7) Interoceptive Exposure Flashcards
For which cases can you use interoceptive exposure?
- Avoidance of internal sensations e.g., panic disorder
- Avoidance of covert thoughts and images e.g., OCD
Explain how hyperventilation work.
- Panic clients: breathe rapidly, breathe more heavily – they’re flooding their brains with oxygen
- The thought is that they’re not getting enough air so they’re breathing more rapidly, and breathing more heavily – even though that’s not the case
- Brain responds to both extremes in the same way
o Low levels of oxygen: feel out of breath
o High levels of oxygen: feel out of breath
What are some safety behaviours that clients may engage with to not think certain thoughts or experience certain behaviours
- Alternative sensations (snap a rubber-band, pinch self, wet towel, ice-water on face)
- Alternative cognitions (reading materials, joke-books, counting games, games on phone, sudoku)
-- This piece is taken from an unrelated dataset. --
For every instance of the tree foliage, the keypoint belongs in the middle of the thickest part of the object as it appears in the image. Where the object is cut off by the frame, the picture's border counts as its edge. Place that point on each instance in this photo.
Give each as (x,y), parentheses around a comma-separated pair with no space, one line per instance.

Who came up with Interoceptive Exposure?
- Goldstein and Chambless (1978): first to formally suggest that IE may be an effective way of reducing fear of physical sensations in panic disorder
Define high anxiety sensitivity
Elevated fear of arousal sensations
What is the objective of IE assessment
Identify sensations/thoughts/images that provoke anxiety in client
What are the 3 main clusters of panic sensations in Panic Disorder and identify sensations within each cluster? (3; 5; 3)
Heart cluster
* Palpitations, pumping HR, irregular HR
* Chest tightness
* Breathing problems
Head cluster
* Dizziness
* Derealisation
* Paresthesias = burning or prickling sensation that is usually felt in the hands, arms, legs, or feet
* Chest tightness
* Breathing problems
Abdominal = cluster most likely to lead to agoraphobia (terrified of having a bowel accident; embarrassing)
* Abdominal discomfort
* Nausea
* Vomiting
* Bowel problems
For the heart cluster of panic symptoms (3), what exposure tasks would you do?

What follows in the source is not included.